商標登録は自分の知的財産であることを確かにするためのものであるため、文字だけの商標登録が難しい場合でも諦めずに方法を考えましょう。
jplatpat2
現在、fwywd も商標登録の申請段階にあります。
J-PlatPat で調査を行うことは素人でも行うことができるため、まずは自分の力で調べて検討を付けておきましょう。
ただし、これ以降の申請は自力でも可能ですが、なるべく弁理士さんにお願いする方が良いでしょう。
申請書類に必要な用語などが不慣れではわかりにくいものが多く、素人では申請に割く時間に対してコストが見合わないはずです。

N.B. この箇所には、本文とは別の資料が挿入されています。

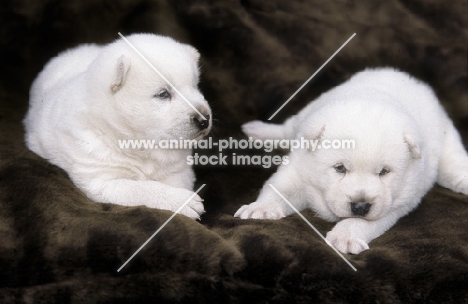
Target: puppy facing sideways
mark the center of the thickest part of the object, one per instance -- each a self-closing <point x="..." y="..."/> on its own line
<point x="88" y="98"/>
<point x="404" y="143"/>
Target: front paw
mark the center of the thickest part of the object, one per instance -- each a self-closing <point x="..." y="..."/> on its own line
<point x="260" y="210"/>
<point x="345" y="242"/>
<point x="193" y="209"/>
<point x="256" y="129"/>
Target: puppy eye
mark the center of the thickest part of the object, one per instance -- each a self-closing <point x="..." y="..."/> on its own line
<point x="340" y="168"/>
<point x="383" y="171"/>
<point x="164" y="94"/>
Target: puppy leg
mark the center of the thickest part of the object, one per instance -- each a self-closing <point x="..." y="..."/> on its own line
<point x="352" y="235"/>
<point x="453" y="164"/>
<point x="149" y="193"/>
<point x="269" y="204"/>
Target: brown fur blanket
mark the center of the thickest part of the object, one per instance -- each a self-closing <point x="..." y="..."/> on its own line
<point x="58" y="246"/>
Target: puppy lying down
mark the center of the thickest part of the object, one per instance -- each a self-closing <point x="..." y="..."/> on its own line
<point x="404" y="143"/>
<point x="88" y="98"/>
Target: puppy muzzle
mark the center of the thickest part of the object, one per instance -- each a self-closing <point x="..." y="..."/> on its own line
<point x="360" y="208"/>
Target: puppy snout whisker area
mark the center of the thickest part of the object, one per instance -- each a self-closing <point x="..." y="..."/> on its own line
<point x="360" y="209"/>
<point x="201" y="123"/>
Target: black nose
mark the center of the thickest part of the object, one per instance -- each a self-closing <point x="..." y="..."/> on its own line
<point x="201" y="123"/>
<point x="360" y="209"/>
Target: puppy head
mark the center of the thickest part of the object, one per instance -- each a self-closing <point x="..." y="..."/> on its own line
<point x="155" y="97"/>
<point x="372" y="177"/>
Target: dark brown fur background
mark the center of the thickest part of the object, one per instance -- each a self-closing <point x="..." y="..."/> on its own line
<point x="58" y="246"/>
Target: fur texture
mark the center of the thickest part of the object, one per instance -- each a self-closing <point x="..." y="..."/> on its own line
<point x="89" y="98"/>
<point x="403" y="143"/>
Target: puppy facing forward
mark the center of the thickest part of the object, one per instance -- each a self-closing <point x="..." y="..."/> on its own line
<point x="88" y="98"/>
<point x="404" y="142"/>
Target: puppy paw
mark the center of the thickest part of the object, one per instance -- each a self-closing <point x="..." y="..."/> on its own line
<point x="256" y="129"/>
<point x="346" y="243"/>
<point x="193" y="209"/>
<point x="259" y="210"/>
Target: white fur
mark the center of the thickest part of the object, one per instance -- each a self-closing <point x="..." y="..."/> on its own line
<point x="397" y="123"/>
<point x="89" y="97"/>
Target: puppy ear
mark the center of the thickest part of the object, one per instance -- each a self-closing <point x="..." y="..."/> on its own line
<point x="412" y="146"/>
<point x="120" y="74"/>
<point x="193" y="52"/>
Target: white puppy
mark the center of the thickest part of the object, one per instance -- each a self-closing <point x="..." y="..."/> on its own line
<point x="404" y="143"/>
<point x="88" y="98"/>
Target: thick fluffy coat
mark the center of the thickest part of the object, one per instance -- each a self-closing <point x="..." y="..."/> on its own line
<point x="88" y="98"/>
<point x="404" y="143"/>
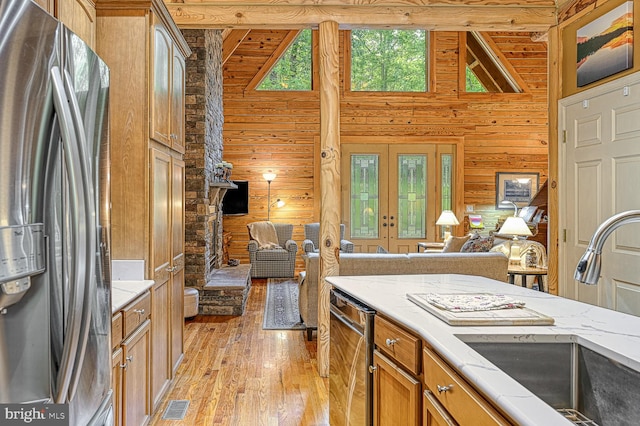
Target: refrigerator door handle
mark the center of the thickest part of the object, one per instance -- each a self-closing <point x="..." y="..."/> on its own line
<point x="78" y="237"/>
<point x="85" y="165"/>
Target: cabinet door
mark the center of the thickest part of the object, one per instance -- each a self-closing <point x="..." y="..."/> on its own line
<point x="117" y="368"/>
<point x="160" y="90"/>
<point x="160" y="340"/>
<point x="177" y="102"/>
<point x="135" y="394"/>
<point x="177" y="261"/>
<point x="434" y="414"/>
<point x="396" y="394"/>
<point x="161" y="211"/>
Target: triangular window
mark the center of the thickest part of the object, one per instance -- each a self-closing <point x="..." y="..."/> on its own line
<point x="292" y="70"/>
<point x="486" y="69"/>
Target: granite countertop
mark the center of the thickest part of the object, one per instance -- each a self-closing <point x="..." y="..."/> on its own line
<point x="124" y="292"/>
<point x="611" y="333"/>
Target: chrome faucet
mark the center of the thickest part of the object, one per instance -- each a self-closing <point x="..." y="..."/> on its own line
<point x="588" y="269"/>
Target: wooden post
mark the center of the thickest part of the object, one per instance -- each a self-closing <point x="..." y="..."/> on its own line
<point x="554" y="91"/>
<point x="329" y="180"/>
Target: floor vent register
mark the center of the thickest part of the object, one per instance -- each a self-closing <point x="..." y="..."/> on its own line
<point x="176" y="410"/>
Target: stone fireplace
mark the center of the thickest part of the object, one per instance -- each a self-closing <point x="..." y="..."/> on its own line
<point x="203" y="136"/>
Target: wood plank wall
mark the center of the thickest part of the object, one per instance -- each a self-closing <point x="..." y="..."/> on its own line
<point x="275" y="131"/>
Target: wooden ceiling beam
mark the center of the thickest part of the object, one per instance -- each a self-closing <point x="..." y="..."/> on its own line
<point x="516" y="16"/>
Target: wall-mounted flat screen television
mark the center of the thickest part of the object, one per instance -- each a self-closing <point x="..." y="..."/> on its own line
<point x="236" y="201"/>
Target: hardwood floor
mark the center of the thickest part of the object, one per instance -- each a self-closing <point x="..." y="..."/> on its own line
<point x="236" y="373"/>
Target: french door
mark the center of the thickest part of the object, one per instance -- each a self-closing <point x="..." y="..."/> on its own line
<point x="392" y="194"/>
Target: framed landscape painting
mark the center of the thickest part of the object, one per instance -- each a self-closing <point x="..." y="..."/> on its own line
<point x="605" y="45"/>
<point x="519" y="188"/>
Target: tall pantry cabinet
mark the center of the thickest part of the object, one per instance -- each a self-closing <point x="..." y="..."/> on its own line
<point x="146" y="54"/>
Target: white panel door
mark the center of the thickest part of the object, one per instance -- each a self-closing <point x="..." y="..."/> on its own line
<point x="600" y="177"/>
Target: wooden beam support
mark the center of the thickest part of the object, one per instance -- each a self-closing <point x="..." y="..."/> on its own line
<point x="525" y="16"/>
<point x="329" y="64"/>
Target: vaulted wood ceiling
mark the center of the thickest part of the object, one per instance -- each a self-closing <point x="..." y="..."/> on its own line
<point x="440" y="15"/>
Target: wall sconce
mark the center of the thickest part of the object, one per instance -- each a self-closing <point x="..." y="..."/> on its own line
<point x="269" y="177"/>
<point x="447" y="219"/>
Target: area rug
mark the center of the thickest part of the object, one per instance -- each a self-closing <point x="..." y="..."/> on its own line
<point x="281" y="305"/>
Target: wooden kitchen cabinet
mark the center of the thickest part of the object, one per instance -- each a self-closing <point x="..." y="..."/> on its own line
<point x="396" y="394"/>
<point x="131" y="359"/>
<point x="80" y="17"/>
<point x="145" y="52"/>
<point x="450" y="394"/>
<point x="167" y="91"/>
<point x="396" y="377"/>
<point x="136" y="350"/>
<point x="167" y="262"/>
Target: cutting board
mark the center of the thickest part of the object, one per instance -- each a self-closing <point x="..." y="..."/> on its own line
<point x="517" y="316"/>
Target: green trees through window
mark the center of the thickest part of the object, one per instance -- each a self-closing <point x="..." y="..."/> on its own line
<point x="293" y="69"/>
<point x="388" y="60"/>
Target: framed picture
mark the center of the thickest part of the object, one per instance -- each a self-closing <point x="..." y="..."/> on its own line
<point x="527" y="213"/>
<point x="605" y="45"/>
<point x="519" y="188"/>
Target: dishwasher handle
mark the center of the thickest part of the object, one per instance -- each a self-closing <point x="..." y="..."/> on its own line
<point x="346" y="320"/>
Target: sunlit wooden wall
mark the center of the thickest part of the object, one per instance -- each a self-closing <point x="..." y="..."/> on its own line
<point x="267" y="131"/>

また、私の場合は、自分で調べて大丈夫そうだとある程度見込みを付けたのち、弁理士さんに事業の内容など全体像を説明して、申請に問題がなさそうか再度確認をしていただいています。
ここまでの相談は基本的に無料で乗っていただけています(すべての事務所がそうとは限りませんのでご注意ください)。
問題がなさそうであれば申請をしていただき、無事申請が通れば、約 20~30 万円程度の費用を支払って完了です。
創業初期のベンチャー企業では捻出に悩む費用だと思いますが、ある程度売り上げが立っている会社であれば、確実に申請を行っておくべきでしょう。

おわりに

今回はサービスの名前の付け方を紹介しました。
アイディアの出し方というよりも、大人の事業として進めていくために必要な制約を主に紹介しました。
ドメイン商標登録はいずれも重要ですので、ぜひ気にしてみてください。
名前が決まれば、つぎはロゴのデザインに入り、どんどん面白くなっていきます。
このあたりは次の機会などで紹介できればと思います。
最後までお読みいただき、誠にありがとうございました。